Notwithstanding the fact that the Company's Auditors have expressed a
concern regarding the Company's ability to continue as a going concern, the
Auditor's going concern opinion did not result in a violation of any covenant
under the Company's existing credit facilities and the Company's current line of
credit was extended until October 31, 2005. There can be no assurance that
issues which caused the Auditor's going concern opinion will not have an adverse
impact on the Company's ability to negotiate terms favorable to the Company in
conjunction with any future extensions. The inability of the Company to
negotiate an extension of, or replace, its existing line of credit would have a
material adverse impact on the Company's operations and ability to continue as a
going concern.

The Company believes that it will improve in both sales and operating
earnings throughout fiscal 2005, and that it will be able to negotiate an
extension of, or to replace, its existing line of credit, although no assurances
can be given that these goals will be met. With increased working capital and
the Company's existing line of credit, the Company feels it has an adequate
supply of liquidity to meet its needs.

Off-Balance Sheet Arrangements and Contractual Obligations
- ----------------------------------------------------------

The Company has no off-balance sheet arrangements or significant
guaranties to third parties not fully recorded in our balance sheets or fully
disclosed in the notes to our consolidated financial statements. The Company's
significant contractual obligations include our debt agreements. Certain
financial and operating restrictions under these agreements are fully disclosed
in notes 8, 9 and 10 of the audited consolidated financial statements at June
30, 2004 contained in the Company's Annual Report on Form 10-K.

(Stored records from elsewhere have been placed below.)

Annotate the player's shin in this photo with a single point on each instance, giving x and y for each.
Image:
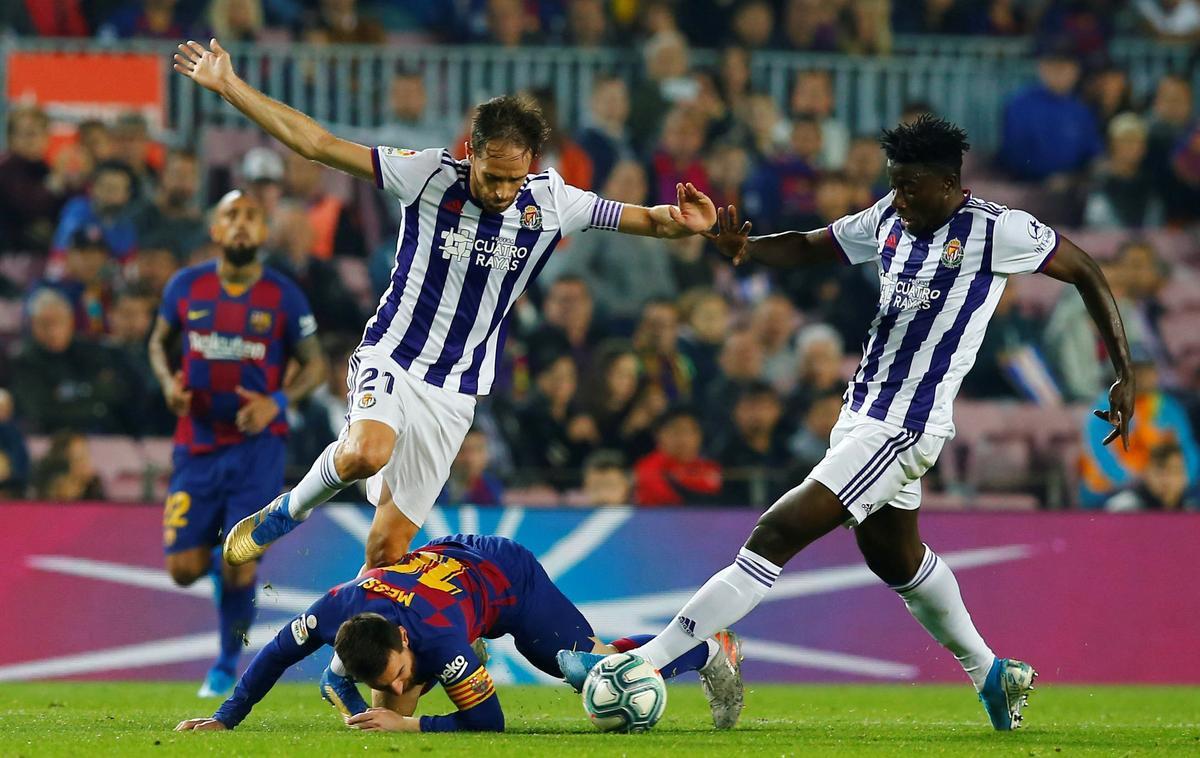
(933, 597)
(321, 483)
(726, 597)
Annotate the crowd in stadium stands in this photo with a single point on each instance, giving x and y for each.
(640, 371)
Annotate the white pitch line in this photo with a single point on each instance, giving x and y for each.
(352, 521)
(826, 660)
(583, 540)
(510, 521)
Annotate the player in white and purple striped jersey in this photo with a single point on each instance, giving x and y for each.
(943, 259)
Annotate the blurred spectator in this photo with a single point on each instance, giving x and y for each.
(174, 214)
(810, 25)
(555, 437)
(606, 481)
(810, 443)
(61, 381)
(562, 152)
(87, 280)
(813, 98)
(160, 19)
(1123, 193)
(339, 22)
(666, 84)
(741, 362)
(472, 481)
(107, 205)
(1158, 417)
(335, 226)
(706, 314)
(754, 24)
(509, 23)
(678, 157)
(621, 404)
(1073, 347)
(587, 25)
(1170, 114)
(753, 452)
(606, 137)
(235, 20)
(129, 331)
(66, 474)
(784, 190)
(676, 474)
(623, 274)
(29, 200)
(133, 148)
(333, 305)
(1163, 486)
(1170, 19)
(1107, 90)
(1048, 131)
(657, 343)
(569, 326)
(774, 324)
(13, 453)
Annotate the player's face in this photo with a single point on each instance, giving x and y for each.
(239, 227)
(497, 172)
(922, 196)
(397, 675)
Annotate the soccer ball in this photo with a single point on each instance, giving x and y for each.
(624, 693)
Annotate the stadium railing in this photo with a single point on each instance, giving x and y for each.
(347, 84)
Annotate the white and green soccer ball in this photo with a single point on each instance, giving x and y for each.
(624, 693)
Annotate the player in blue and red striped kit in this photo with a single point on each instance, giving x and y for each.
(240, 323)
(406, 627)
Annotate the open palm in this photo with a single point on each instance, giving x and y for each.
(211, 68)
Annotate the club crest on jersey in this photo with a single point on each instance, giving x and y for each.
(531, 217)
(952, 254)
(261, 322)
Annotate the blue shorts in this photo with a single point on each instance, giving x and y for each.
(213, 492)
(543, 621)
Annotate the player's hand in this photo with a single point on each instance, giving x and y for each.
(257, 411)
(201, 725)
(383, 720)
(731, 240)
(179, 398)
(695, 211)
(213, 70)
(1120, 411)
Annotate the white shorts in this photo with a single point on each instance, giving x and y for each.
(873, 463)
(430, 425)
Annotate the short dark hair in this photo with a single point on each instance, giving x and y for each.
(929, 140)
(511, 118)
(364, 643)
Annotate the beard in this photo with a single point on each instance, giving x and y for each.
(240, 256)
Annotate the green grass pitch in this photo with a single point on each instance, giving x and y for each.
(89, 719)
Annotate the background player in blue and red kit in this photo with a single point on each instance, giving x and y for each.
(240, 324)
(405, 627)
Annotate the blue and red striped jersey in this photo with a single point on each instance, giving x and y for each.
(229, 341)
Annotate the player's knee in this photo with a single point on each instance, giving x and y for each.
(361, 455)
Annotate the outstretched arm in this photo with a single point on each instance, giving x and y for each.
(1074, 266)
(693, 215)
(784, 250)
(213, 70)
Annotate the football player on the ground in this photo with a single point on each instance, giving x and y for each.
(402, 629)
(943, 258)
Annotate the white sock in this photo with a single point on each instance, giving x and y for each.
(318, 485)
(731, 594)
(933, 597)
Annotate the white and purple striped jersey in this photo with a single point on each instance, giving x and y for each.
(936, 295)
(460, 269)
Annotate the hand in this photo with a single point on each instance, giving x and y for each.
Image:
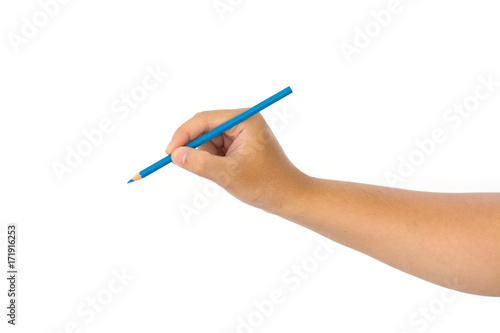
(246, 160)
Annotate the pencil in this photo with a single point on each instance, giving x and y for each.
(215, 132)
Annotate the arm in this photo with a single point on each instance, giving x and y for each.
(449, 239)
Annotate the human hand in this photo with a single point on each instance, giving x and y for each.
(246, 160)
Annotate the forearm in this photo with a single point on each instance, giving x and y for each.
(449, 239)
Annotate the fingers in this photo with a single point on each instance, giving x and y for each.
(200, 124)
(199, 162)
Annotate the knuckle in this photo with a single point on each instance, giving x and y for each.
(197, 164)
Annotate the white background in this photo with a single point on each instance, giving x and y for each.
(351, 121)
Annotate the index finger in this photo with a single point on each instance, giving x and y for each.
(199, 124)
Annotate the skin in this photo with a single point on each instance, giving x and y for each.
(450, 239)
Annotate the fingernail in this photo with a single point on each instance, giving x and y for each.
(180, 157)
(167, 150)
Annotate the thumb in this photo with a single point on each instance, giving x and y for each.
(199, 162)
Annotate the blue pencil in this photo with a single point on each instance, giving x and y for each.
(215, 132)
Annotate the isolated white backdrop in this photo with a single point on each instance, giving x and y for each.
(346, 120)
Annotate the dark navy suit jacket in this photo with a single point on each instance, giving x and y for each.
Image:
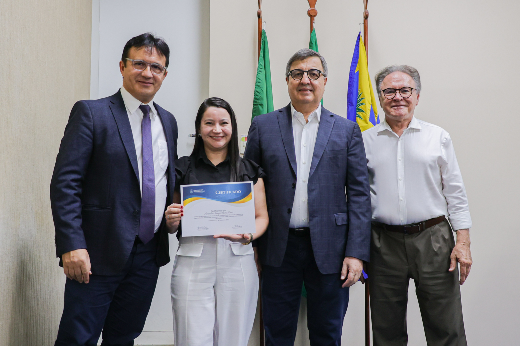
(338, 188)
(95, 194)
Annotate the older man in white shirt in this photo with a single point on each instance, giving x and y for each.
(418, 198)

ITEM 3. Controls and Procedures
- --------------------------------

As of December 31, 2004, the Company carried out an evaluation, under
the supervision and with the participation of the Company's management,
including the Chief Executive Officer, of the effectiveness of the design and
operation of the Company's disclosure controls and procedures. Based upon that
evaluation, the Chief Executive Officer concluded that the Company's disclosure
controls and procedures are effective in timely alerting him to material
information relating to the Company (including its consolidated subsidiary)
required to be included in the Company's periodic Securities Exchange Commission
(SEC) filings. Disclosure controls and procedures are defined as controls and
procedures that are designed to ensure that information required to be disclosed
by the Company in reports filed with the SEC is recorded, processed, summarized
and reported within the time periods specified in the SEC's rules and forms.

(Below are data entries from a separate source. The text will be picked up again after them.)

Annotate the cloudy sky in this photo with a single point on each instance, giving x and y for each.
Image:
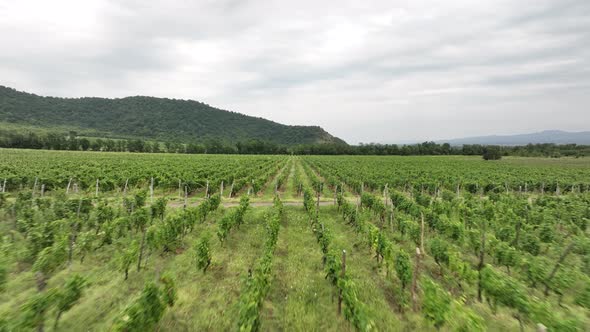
(366, 71)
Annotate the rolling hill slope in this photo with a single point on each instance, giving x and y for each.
(148, 118)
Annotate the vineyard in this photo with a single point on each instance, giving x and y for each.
(94, 241)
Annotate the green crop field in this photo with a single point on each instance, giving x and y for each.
(93, 241)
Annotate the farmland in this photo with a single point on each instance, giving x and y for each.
(96, 241)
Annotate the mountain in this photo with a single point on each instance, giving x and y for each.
(153, 118)
(547, 136)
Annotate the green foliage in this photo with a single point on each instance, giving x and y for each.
(436, 303)
(203, 253)
(33, 311)
(68, 295)
(156, 118)
(439, 249)
(147, 310)
(159, 208)
(403, 268)
(127, 256)
(257, 285)
(169, 294)
(492, 153)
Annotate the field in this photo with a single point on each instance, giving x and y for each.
(95, 241)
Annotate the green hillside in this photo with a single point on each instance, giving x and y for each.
(160, 119)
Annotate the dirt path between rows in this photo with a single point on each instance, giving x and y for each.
(253, 204)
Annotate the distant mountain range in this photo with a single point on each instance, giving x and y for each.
(161, 119)
(547, 136)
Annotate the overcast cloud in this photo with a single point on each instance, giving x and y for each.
(366, 71)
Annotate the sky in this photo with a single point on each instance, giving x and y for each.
(365, 71)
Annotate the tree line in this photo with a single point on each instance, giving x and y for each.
(70, 141)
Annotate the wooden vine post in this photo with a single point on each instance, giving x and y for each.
(152, 190)
(34, 187)
(68, 187)
(317, 210)
(342, 275)
(415, 280)
(422, 233)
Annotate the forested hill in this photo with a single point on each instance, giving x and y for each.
(149, 118)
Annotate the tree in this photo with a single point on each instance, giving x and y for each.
(436, 304)
(492, 152)
(203, 254)
(68, 296)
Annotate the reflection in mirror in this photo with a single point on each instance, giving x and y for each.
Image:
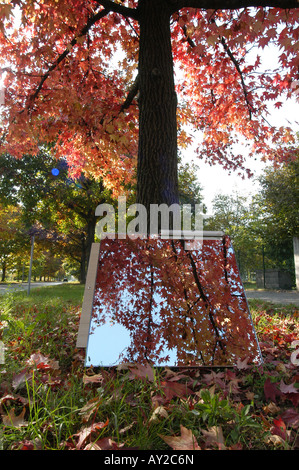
(157, 302)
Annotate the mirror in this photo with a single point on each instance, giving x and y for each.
(156, 301)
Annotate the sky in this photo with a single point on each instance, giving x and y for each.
(214, 179)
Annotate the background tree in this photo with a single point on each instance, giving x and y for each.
(277, 207)
(57, 209)
(63, 84)
(11, 237)
(233, 214)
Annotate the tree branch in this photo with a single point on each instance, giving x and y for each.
(236, 64)
(92, 20)
(117, 8)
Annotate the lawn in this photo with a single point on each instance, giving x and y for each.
(49, 401)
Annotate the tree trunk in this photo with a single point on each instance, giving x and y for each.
(3, 271)
(157, 180)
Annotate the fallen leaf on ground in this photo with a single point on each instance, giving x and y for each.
(16, 421)
(186, 441)
(214, 437)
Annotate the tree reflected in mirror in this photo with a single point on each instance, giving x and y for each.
(156, 301)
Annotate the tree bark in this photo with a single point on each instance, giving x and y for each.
(157, 179)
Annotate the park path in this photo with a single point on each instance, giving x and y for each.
(16, 287)
(274, 296)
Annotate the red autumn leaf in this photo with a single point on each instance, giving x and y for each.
(175, 389)
(279, 428)
(141, 371)
(186, 441)
(214, 437)
(17, 421)
(86, 432)
(271, 391)
(104, 444)
(288, 388)
(291, 417)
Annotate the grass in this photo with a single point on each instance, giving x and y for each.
(49, 401)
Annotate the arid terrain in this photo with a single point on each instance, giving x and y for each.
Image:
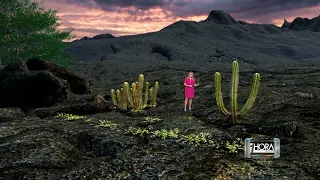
(35, 144)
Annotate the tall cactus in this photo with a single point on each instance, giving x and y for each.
(234, 113)
(133, 97)
(153, 95)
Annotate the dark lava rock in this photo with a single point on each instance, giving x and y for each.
(78, 84)
(157, 48)
(303, 24)
(220, 17)
(31, 90)
(115, 49)
(85, 38)
(8, 114)
(103, 57)
(17, 66)
(96, 104)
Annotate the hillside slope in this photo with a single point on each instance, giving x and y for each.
(214, 40)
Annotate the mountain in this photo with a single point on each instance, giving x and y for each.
(100, 36)
(303, 24)
(217, 39)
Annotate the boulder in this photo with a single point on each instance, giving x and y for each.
(78, 84)
(220, 17)
(31, 89)
(115, 49)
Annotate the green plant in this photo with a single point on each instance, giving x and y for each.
(106, 123)
(88, 120)
(138, 131)
(28, 31)
(163, 133)
(196, 139)
(235, 146)
(234, 93)
(69, 116)
(132, 98)
(151, 119)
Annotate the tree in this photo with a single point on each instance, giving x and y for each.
(28, 31)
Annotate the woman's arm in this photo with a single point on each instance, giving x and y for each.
(185, 84)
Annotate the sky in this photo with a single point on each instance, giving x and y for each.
(129, 17)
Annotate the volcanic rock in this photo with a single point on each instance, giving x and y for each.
(78, 84)
(220, 17)
(31, 89)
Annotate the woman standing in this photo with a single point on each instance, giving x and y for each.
(189, 83)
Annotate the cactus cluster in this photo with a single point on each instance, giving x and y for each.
(132, 98)
(234, 113)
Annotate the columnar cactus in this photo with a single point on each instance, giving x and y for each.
(133, 97)
(153, 95)
(234, 113)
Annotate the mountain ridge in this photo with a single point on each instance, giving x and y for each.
(218, 39)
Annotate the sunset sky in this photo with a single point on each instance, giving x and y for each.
(127, 17)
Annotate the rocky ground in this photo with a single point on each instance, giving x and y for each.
(100, 142)
(103, 145)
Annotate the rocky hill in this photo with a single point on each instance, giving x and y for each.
(303, 24)
(218, 37)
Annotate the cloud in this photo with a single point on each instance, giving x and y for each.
(124, 17)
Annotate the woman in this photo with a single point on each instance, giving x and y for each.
(189, 83)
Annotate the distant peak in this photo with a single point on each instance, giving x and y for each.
(103, 36)
(285, 23)
(220, 17)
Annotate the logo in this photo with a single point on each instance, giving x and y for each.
(262, 148)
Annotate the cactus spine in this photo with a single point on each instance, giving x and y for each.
(133, 97)
(153, 97)
(234, 93)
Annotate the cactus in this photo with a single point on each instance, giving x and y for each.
(153, 95)
(234, 113)
(133, 97)
(113, 97)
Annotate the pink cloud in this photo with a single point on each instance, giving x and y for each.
(90, 18)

Subsequent to the date of the evaluation, there have been no
significant changes in the Company's internal controls or in other factors that
could significantly affect internal controls, nor were any corrective actions
required with regard to significant deficiencies and material weaknesses.


11



PART II - OTHER INFORMATION

ITEM 1. LEGAL PROCEEDINGS
-----------------

Not Applicable

ITEM 2. CHANGES IN SECURITIES AND SMALL BUSINESS ISSUER PURCHASES OF
EQUITY SECURITIES
------------------------------------------------------------

Not Applicable

ITEM 3. DEFAULTS UPON SENIOR SECURITIES
-------------------------------

Not Applicable

ITEM 4. SUBMISSION OF MATTERS TO A VOTE OF SECURITY HOLDERS
---------------------------------------------------

On January 28, 2005, the Company held its annual meeting of stockholders,
and the following maters were voted upon.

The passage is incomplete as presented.